A riesgo de sonar apocalíptico, el mundo está llegando a un momento crítico, basta con mirar el cambio climático. La falta de una respuesta unificada en la presentación de una alternativa viable a la política mundial actual es lo que ha permitido a la política de inmigración draconiana enfrentarse primero. La respuesta medida del Partido Demócrata, de que solo necesitamos una reforma integral junto con una seguridad más ‘humana’ no funcionará, ya lo vimos fallar bajo Obama.

“Entonces, ¿qué debemos hacer?”, escucho a mis alumnos preguntarme.
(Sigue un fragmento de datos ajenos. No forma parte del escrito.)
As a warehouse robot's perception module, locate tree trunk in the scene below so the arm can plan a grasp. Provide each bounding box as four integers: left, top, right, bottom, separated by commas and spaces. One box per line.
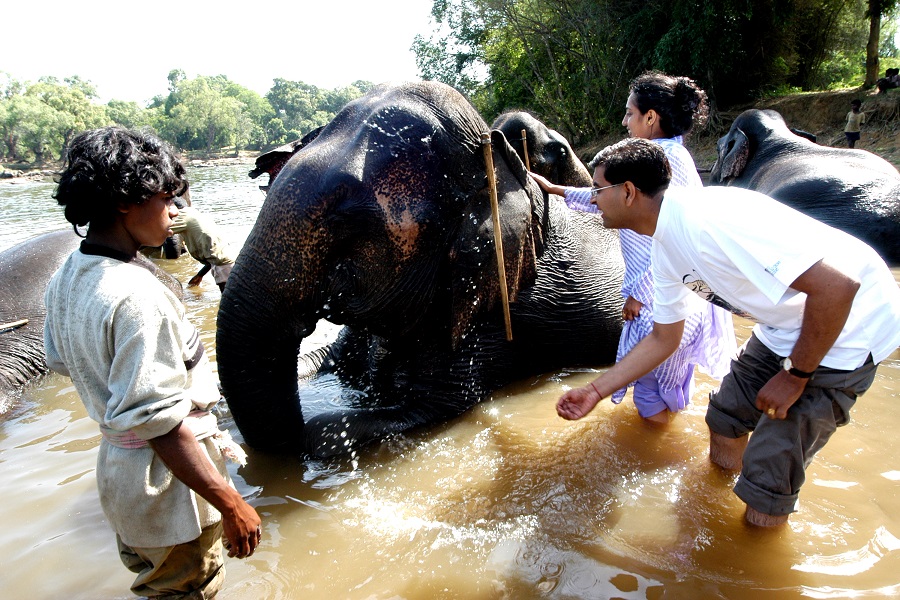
863, 0, 881, 88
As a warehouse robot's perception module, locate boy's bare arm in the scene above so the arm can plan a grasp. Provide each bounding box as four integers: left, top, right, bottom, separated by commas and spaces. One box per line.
147, 423, 261, 558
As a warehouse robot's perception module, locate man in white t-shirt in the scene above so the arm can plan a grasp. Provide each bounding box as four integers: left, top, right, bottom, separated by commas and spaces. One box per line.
557, 138, 900, 526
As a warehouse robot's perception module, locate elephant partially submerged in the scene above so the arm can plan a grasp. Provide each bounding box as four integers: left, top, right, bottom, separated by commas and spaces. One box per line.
0, 229, 182, 413
710, 109, 900, 265
216, 82, 623, 456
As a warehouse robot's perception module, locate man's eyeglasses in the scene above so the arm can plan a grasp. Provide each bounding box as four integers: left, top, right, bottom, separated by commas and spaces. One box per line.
591, 181, 625, 198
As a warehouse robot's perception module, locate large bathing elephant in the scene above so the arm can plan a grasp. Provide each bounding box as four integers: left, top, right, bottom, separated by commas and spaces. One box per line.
491, 111, 593, 187
0, 229, 81, 412
216, 82, 623, 456
710, 109, 900, 265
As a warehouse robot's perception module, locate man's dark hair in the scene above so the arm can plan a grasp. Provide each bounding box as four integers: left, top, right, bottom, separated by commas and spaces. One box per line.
53, 127, 188, 233
588, 138, 672, 196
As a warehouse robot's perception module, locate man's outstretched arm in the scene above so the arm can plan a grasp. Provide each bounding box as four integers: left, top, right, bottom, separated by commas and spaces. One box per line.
556, 321, 684, 420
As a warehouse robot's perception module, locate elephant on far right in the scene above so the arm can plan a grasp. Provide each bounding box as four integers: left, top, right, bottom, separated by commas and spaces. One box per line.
710, 109, 900, 265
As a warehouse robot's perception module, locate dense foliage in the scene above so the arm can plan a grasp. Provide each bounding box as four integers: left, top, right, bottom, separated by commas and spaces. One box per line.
0, 69, 372, 163
0, 0, 900, 162
414, 0, 896, 144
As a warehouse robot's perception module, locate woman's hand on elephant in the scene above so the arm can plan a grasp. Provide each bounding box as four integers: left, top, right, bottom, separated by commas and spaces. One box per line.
622, 296, 644, 321
556, 383, 603, 421
222, 492, 262, 558
528, 171, 566, 196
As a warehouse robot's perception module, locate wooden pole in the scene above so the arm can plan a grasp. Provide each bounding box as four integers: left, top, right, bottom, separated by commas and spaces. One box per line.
481, 133, 512, 342
522, 129, 531, 171
0, 319, 28, 332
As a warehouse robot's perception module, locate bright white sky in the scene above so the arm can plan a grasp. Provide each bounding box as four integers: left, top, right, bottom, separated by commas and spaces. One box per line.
0, 0, 434, 105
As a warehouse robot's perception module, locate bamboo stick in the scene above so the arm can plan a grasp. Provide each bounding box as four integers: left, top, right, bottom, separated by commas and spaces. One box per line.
481, 133, 512, 342
0, 319, 28, 332
522, 129, 531, 171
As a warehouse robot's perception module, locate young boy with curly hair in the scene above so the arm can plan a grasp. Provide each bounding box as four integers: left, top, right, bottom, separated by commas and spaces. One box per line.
44, 127, 261, 599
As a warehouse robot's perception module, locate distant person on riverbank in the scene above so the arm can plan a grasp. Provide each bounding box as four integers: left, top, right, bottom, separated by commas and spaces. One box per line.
556, 139, 900, 526
844, 100, 866, 148
44, 127, 261, 599
875, 68, 900, 94
172, 191, 234, 291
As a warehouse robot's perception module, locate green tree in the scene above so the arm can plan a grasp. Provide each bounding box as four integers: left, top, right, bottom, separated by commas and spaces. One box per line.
266, 78, 334, 143
863, 0, 898, 88
25, 76, 109, 160
166, 77, 241, 154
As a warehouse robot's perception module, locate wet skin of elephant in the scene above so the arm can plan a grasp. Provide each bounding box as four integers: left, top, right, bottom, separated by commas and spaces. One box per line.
491, 111, 593, 187
0, 229, 81, 412
710, 109, 900, 265
216, 82, 623, 456
0, 229, 182, 413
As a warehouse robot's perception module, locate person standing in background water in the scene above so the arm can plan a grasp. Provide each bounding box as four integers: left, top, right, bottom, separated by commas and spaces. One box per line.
44, 127, 262, 599
532, 72, 737, 423
172, 190, 234, 292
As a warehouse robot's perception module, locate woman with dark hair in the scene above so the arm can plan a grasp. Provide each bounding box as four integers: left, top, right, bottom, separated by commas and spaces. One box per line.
532, 71, 736, 423
44, 127, 261, 598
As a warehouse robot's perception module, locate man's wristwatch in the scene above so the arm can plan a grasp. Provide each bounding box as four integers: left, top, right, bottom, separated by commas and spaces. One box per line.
781, 356, 815, 379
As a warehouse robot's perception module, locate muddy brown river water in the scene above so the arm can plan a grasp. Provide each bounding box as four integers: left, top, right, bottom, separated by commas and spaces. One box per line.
0, 165, 900, 600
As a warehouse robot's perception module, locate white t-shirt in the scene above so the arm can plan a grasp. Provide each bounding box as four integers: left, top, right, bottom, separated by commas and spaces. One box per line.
651, 187, 900, 370
44, 245, 230, 548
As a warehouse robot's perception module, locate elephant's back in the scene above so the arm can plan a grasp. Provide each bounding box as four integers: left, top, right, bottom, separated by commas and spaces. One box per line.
738, 153, 900, 264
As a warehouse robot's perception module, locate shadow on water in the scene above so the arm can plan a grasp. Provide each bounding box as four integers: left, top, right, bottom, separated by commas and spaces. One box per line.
0, 167, 900, 600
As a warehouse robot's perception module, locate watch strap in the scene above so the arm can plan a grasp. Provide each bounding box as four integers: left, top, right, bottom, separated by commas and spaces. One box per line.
788, 367, 815, 379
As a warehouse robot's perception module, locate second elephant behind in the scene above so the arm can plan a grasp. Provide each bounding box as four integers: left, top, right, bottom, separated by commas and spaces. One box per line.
710, 109, 900, 265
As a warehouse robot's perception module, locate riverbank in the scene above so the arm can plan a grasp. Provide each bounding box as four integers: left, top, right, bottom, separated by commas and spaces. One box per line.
0, 88, 900, 184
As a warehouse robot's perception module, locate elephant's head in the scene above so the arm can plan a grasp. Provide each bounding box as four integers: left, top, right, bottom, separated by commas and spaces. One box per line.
710, 109, 812, 184
248, 127, 323, 192
491, 111, 592, 187
216, 82, 543, 448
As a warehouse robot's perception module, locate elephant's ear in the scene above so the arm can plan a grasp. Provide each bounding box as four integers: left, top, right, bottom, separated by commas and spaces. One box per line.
713, 128, 750, 182
450, 131, 540, 348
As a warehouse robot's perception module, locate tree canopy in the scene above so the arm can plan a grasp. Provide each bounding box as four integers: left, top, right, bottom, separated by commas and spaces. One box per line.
413, 0, 896, 144
0, 69, 372, 163
0, 0, 900, 162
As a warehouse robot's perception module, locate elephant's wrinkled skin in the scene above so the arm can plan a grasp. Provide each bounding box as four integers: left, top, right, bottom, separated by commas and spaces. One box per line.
710, 109, 900, 265
0, 229, 81, 411
491, 111, 593, 187
216, 82, 623, 456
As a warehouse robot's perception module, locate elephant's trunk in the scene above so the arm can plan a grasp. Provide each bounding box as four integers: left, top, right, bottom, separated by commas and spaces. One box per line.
216, 220, 316, 450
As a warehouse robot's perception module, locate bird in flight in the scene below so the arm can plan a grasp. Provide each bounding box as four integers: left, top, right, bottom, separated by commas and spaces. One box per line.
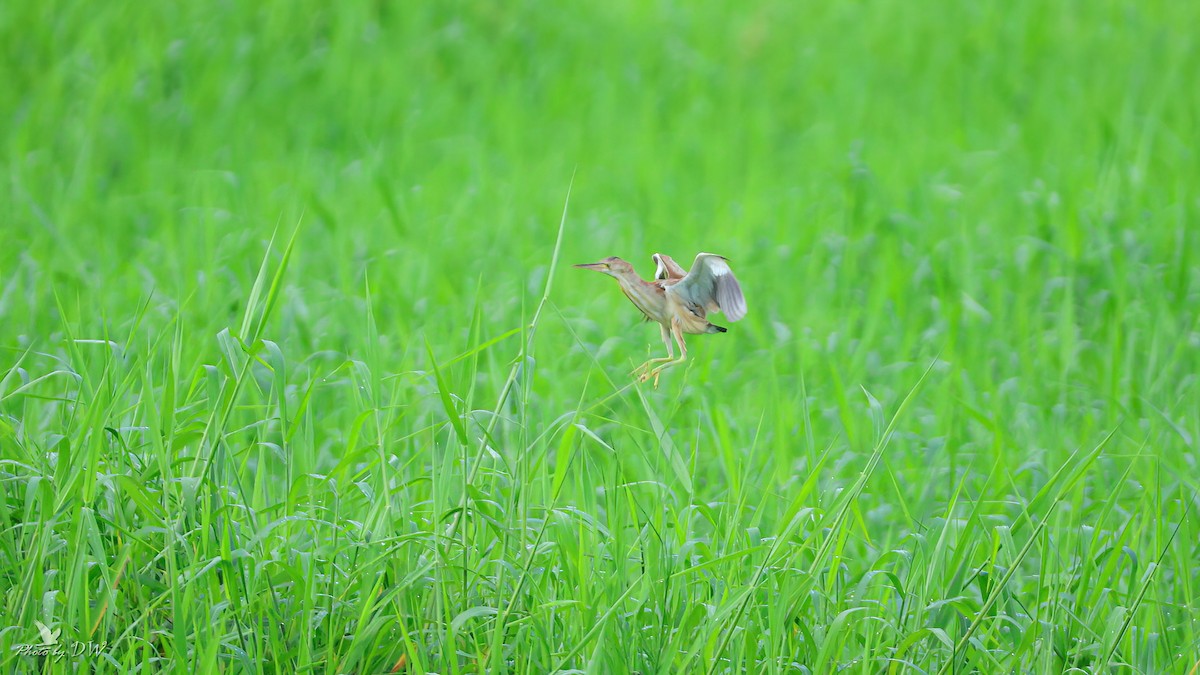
575, 253, 746, 389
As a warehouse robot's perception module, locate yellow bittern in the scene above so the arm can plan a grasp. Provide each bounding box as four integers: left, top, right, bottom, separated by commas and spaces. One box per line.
575, 253, 746, 388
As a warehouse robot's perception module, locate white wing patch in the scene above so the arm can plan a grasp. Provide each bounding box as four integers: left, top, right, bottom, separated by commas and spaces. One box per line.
670, 253, 746, 321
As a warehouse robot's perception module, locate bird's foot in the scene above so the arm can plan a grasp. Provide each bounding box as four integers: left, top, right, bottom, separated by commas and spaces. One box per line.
637, 368, 662, 389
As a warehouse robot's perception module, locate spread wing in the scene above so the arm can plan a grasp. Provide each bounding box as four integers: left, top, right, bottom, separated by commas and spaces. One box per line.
671, 253, 746, 321
654, 253, 688, 281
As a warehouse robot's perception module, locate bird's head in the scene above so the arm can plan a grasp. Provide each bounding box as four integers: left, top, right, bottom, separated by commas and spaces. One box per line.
575, 256, 634, 276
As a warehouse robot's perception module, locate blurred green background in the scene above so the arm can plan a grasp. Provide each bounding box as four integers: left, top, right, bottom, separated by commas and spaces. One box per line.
0, 0, 1200, 673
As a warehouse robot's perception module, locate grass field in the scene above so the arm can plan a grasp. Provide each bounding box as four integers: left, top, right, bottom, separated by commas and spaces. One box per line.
0, 0, 1200, 674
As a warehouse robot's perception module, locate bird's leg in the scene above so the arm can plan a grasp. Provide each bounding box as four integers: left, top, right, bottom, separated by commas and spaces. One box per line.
640, 321, 688, 389
634, 323, 674, 374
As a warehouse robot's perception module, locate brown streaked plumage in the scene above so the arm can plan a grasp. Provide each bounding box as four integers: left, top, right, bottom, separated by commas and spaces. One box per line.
575, 253, 746, 388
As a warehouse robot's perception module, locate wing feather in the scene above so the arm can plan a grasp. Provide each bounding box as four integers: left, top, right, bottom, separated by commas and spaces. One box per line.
671, 253, 746, 321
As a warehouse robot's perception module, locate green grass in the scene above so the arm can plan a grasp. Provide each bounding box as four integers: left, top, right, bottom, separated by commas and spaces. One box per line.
0, 0, 1200, 674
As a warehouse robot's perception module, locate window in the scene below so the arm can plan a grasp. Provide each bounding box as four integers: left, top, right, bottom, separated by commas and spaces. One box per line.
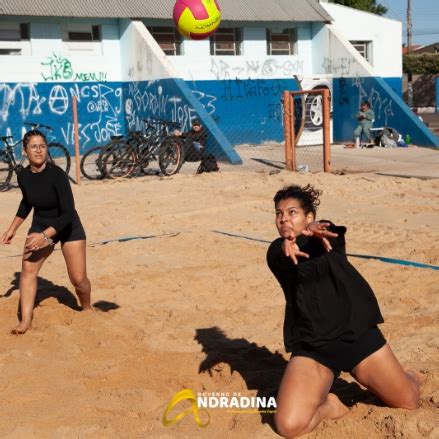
210, 28, 242, 55
351, 41, 372, 64
0, 23, 30, 55
267, 29, 297, 55
63, 23, 102, 54
67, 26, 101, 42
148, 27, 182, 55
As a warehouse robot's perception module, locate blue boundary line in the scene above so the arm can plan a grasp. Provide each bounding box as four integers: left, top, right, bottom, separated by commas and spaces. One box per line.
212, 230, 439, 270
2, 230, 439, 270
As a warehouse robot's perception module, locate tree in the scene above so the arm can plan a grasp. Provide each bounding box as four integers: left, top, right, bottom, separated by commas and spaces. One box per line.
331, 0, 387, 15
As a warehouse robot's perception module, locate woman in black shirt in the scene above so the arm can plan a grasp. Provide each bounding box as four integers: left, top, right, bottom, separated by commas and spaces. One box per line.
267, 185, 419, 437
1, 130, 91, 334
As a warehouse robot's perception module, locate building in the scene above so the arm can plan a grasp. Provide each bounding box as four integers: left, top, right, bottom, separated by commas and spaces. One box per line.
0, 0, 439, 163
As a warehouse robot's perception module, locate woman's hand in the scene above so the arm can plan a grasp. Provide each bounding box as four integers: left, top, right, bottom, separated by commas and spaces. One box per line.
0, 230, 15, 245
282, 235, 309, 265
302, 221, 338, 252
24, 233, 49, 252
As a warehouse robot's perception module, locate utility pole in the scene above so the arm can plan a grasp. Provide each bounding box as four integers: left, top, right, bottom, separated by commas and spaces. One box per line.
407, 0, 413, 108
407, 0, 412, 53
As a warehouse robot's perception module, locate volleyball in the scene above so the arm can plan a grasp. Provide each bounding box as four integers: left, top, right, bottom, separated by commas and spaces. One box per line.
174, 0, 221, 40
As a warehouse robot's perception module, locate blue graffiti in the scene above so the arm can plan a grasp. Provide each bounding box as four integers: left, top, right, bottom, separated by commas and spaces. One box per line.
0, 83, 125, 152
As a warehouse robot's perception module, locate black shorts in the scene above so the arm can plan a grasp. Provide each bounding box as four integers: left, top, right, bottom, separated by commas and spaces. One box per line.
292, 326, 386, 378
29, 214, 86, 244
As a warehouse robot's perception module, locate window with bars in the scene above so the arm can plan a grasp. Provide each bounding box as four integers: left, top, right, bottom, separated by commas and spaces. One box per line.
0, 23, 30, 55
210, 28, 242, 55
350, 41, 372, 64
67, 25, 101, 43
148, 26, 182, 55
267, 28, 297, 55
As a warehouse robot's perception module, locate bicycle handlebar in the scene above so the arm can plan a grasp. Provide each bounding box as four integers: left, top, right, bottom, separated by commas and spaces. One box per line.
24, 122, 53, 131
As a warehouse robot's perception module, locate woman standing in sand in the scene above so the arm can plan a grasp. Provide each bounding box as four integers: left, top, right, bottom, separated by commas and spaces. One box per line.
1, 130, 91, 334
267, 185, 419, 437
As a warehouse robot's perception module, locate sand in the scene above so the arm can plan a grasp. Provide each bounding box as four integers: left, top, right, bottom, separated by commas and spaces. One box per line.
0, 171, 439, 439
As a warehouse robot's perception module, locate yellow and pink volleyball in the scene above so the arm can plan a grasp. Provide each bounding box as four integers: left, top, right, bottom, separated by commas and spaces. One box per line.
174, 0, 221, 40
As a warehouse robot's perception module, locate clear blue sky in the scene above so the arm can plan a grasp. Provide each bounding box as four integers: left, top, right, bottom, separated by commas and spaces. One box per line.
377, 0, 439, 45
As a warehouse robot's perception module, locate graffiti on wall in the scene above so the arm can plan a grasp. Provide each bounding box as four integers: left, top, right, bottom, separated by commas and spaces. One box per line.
41, 53, 107, 82
210, 57, 304, 80
125, 80, 204, 130
0, 83, 124, 149
351, 78, 394, 126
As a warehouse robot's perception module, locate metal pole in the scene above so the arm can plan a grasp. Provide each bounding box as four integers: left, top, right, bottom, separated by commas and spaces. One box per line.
72, 96, 81, 186
407, 0, 412, 53
283, 90, 292, 171
322, 88, 331, 172
288, 94, 297, 172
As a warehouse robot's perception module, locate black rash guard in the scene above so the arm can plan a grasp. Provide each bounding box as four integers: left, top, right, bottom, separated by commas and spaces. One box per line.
17, 163, 82, 240
267, 221, 384, 353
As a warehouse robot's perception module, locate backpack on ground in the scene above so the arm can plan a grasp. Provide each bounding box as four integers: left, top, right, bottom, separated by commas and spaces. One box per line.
197, 154, 219, 174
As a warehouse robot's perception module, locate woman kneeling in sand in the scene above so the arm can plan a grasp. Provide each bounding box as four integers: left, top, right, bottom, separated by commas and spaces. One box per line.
1, 130, 91, 334
267, 185, 419, 437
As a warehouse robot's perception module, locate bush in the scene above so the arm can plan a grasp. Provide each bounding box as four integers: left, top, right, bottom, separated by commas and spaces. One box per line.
402, 53, 439, 75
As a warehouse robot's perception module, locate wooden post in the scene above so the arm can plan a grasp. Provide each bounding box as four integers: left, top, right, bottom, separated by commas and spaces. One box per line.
72, 96, 81, 186
322, 88, 331, 172
283, 91, 293, 171
288, 94, 297, 172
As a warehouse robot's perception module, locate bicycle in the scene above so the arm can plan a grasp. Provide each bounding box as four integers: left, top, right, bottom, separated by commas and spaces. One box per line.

¿Deberíamos simplemente abrir nuestras fronteras? Una parte de mí, como un radical, dice: “Sí, eliminemos las fronteras”. ¿Pero qué pasa con las personas que realmente aparecen? ¿Cómo serán tratados por los EEUU? Por supuesto, la migración es un derecho y uno que debe ser respetado, pero ¿no está la gente simplemente buscando una vida digna? ¿No merecen tener esa vida en sus propios hogares rodeados por sus familias y seres queridos? Podríamos usar esos millones de dólares que se destinarían a un muro inútil y centros de detención que separan a las familias, a los 5,200 soldados que el gobierno de Trump ha colocado en la frontera, y destinar ese dinero a las artes, la educación, la salud, la conservación del medio ambiente y a los bolsillos de las familias de Centroamérica con cero ataduras. Hasta que resolvamos la exclusión social, política y económica de la gran mayoría del mundo, incluidos los centroamericanos, simplemente estamos viendo la punta del iceberg de lo que está por venir.